Cristina López Schlichting
Antonio Gala y la muerte
Lo más importante de esta semana lo ha escrito Antonio Gala en El Mundo, y sólo en LA RAZÓN citamos tan libremente lo que nos entusiasma. Gala ha sido un tormento para muchas personas conservadoras y católicas, durante años ha sido el azote de la Iglesia y las tradiciones. Lo recuerdo desde muy joven, cuando, siendo alumna de la Facultad de Filología de la Universidad Autónoma de Madrid, impartió una conferencia magistral sobre la literatura árabe andalusí. Llegó con su bastón, su andar pausado y su suavidad oral y nos dejó con la boca abierta. Sabe expresar la belleza. Antonio Gala no oculta que está muy enfermo de cáncer y recorre ese camino con una dignidad de sultán, desde su refugio de Málaga. Solemos evitar la muerte, pero hay mucha gente lúcida cerca de ella, no sólo los enfermos y mayores, sino los cuidadores y familiares.
Hay algo en esa atalaya que le ha permitido a Gala reflexionar esta semana sobre el suicidio infantil en los siguientes términos: «¿Por qué nunca a los 11 años tuve yo esa tentación? Ahora se pretende no hablar de la religión en la enseñanza: habría que pensar en hablar de sus porqués, de la religión como casa común y asidero a la vida, no importa en qué se crea (...) Si la vida, tan pronto, deja de merecer la pena, apaga y vámonos. Todos. Que se hunda el mundo».
La más acabada expresión de una sociedad enferma es la pulsión tanática, la cultura de la muerte. Me temo que Occidente está muy cerca de esa fase. Durante mucho tiempo hemos dado por supuesto que los hombres deseamos vivir. Sin embargo, a nuestro alrededor están empezando a ocurrir cosas alarmantes. Varios amigos de mis padres se han quitado la vida al saber que tenían cáncer. La gente a su alrededor ha aplaudido el gesto, que considera propio de ancianos valerosos. Se alaban la eutanasia de los enfermos y el aborto de los que estorban. Ya no es claro que la vida sea un valor absoluto, esa es la diferencia con respecto a la niñez de Gala. Cuando lo material lo domina todo, la muerte es la única salida al dolor o las dificultades insuperables. Un ateo apenas puede recomendar a un enfermo terminal que se quite de en medio sin dolor. No puede añadir nada más.

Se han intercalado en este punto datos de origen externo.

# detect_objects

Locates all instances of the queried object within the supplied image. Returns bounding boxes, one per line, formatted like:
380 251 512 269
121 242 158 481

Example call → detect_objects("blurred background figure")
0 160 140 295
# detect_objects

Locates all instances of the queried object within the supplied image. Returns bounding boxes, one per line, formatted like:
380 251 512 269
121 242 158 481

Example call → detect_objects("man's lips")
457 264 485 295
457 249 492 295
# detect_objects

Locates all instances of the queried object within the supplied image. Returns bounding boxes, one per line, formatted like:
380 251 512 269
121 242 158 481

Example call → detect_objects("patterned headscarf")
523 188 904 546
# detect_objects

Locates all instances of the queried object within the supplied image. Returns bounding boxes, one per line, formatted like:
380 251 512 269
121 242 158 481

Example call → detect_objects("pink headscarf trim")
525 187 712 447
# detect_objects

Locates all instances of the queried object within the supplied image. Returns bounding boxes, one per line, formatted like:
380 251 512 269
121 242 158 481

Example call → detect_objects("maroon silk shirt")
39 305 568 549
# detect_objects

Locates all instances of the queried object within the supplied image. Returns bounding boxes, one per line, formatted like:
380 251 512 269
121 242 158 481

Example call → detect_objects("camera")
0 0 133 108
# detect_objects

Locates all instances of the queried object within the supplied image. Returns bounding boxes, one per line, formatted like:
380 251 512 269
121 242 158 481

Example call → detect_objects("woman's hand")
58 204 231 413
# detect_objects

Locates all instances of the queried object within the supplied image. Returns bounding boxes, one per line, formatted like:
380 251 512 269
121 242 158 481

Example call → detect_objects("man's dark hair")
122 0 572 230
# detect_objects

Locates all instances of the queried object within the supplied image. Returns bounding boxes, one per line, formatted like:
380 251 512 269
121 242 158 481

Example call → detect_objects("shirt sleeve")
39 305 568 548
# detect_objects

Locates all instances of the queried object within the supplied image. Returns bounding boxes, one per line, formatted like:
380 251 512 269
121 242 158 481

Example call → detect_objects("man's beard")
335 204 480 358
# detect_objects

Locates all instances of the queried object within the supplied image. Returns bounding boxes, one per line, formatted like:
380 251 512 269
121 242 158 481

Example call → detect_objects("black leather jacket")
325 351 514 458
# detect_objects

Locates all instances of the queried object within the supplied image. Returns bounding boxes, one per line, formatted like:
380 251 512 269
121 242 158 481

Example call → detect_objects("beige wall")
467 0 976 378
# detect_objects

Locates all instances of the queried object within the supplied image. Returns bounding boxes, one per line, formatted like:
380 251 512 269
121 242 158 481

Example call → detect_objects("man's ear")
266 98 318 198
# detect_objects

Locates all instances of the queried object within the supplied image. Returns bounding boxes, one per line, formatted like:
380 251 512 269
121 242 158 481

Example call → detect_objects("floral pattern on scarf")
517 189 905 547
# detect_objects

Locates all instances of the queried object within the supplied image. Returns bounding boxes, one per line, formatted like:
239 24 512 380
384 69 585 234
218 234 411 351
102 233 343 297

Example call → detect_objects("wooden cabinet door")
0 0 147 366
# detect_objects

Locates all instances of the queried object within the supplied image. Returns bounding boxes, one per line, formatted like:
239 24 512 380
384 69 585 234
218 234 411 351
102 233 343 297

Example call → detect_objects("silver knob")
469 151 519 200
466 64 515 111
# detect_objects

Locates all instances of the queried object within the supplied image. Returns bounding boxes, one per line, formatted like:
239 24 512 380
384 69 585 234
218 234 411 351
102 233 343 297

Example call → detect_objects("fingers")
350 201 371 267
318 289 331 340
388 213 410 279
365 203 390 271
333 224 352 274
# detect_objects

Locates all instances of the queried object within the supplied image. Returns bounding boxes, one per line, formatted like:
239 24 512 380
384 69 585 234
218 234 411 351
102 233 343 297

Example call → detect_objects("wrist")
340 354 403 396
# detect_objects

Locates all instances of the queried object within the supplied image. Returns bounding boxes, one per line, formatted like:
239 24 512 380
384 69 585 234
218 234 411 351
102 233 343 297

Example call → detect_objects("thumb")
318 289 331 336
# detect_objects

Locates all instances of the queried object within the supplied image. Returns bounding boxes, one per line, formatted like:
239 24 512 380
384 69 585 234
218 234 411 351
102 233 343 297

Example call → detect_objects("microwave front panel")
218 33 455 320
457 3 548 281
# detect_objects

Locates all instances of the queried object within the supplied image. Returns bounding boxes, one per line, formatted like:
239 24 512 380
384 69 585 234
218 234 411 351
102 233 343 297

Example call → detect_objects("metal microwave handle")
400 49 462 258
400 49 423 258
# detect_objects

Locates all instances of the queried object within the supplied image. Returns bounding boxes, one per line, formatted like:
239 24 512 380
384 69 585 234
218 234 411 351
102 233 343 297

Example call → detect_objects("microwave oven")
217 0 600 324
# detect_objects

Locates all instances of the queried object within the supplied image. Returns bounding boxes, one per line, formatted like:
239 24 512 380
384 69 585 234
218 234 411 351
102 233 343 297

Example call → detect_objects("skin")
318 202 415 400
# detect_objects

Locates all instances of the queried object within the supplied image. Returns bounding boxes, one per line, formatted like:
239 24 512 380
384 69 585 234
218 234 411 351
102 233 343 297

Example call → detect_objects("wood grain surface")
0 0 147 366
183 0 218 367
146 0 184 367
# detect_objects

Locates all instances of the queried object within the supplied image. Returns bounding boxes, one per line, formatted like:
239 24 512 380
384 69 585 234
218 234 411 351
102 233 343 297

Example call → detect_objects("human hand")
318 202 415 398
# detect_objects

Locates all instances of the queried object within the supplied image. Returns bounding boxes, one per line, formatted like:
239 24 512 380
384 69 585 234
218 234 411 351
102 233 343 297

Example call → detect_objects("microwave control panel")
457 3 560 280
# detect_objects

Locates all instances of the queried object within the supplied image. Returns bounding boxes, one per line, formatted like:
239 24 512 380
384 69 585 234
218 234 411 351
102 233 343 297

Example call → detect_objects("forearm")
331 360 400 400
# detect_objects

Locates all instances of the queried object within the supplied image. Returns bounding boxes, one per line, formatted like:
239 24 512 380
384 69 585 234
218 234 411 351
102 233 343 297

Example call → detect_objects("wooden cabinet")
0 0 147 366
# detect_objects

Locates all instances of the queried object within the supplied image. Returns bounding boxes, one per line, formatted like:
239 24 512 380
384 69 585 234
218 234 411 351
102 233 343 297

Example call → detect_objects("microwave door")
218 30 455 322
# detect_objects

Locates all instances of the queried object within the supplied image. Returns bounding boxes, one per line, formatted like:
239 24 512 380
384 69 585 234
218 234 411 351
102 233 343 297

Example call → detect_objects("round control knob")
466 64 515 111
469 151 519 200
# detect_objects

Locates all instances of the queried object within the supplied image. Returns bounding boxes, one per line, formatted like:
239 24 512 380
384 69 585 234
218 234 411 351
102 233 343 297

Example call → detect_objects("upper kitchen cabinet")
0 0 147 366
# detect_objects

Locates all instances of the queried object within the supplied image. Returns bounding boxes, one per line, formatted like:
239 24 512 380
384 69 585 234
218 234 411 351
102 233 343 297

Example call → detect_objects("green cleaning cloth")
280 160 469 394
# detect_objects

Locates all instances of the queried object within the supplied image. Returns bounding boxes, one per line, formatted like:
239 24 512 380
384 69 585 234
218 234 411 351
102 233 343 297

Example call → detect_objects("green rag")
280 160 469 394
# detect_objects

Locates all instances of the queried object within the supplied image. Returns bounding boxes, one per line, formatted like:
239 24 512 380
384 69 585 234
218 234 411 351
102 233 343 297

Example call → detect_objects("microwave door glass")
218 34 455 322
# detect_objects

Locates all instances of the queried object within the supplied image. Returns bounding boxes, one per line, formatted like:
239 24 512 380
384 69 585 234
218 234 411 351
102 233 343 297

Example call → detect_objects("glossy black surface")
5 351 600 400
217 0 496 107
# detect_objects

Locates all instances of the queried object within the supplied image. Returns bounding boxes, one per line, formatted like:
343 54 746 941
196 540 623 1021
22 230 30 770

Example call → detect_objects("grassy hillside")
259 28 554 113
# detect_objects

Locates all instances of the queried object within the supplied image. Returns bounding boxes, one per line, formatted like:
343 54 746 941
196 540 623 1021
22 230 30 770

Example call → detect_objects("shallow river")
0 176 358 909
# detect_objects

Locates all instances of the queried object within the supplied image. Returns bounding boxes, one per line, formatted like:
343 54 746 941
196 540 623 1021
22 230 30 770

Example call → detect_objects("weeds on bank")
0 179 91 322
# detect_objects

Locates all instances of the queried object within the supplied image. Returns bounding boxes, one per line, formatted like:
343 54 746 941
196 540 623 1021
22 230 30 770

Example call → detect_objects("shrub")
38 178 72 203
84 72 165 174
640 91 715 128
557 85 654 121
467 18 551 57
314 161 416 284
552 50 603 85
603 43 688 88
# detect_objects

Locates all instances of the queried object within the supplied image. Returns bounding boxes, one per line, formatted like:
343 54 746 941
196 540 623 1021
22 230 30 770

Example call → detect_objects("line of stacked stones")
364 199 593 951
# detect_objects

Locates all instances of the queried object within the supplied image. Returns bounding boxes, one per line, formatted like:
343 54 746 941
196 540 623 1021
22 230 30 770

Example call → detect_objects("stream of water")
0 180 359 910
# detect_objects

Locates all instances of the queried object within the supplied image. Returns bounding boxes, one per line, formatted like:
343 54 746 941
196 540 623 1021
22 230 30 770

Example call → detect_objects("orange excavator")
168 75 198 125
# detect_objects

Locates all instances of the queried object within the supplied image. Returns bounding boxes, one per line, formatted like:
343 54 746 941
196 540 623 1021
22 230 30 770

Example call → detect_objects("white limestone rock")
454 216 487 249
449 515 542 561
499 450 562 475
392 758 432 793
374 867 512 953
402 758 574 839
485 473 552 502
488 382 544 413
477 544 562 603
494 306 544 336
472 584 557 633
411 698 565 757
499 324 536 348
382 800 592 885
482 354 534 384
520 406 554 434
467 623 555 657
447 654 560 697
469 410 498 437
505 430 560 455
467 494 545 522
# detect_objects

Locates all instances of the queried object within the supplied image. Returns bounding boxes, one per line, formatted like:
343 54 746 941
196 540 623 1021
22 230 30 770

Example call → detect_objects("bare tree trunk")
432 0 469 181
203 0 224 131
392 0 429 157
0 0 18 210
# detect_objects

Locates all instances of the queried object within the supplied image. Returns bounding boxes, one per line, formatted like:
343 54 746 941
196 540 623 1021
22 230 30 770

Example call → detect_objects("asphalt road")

En la tradición religiosa –no sólo la del cristianismo– el sufrimiento y hasta la muerte están al servicio de la vida. Por eso, antes, suicidarse era pecado, porque era un atentado contra el bien de la existencia. Hay que ser religioso para poder descubrir un lado insospechadamente hermoso en la dificultad final. Creo que por eso Antonio Gala ha escrito lo que ha escrito. Y creo que el título de esta columna mía es injusto, debería haber puesto: «Antonio Gala y la vida».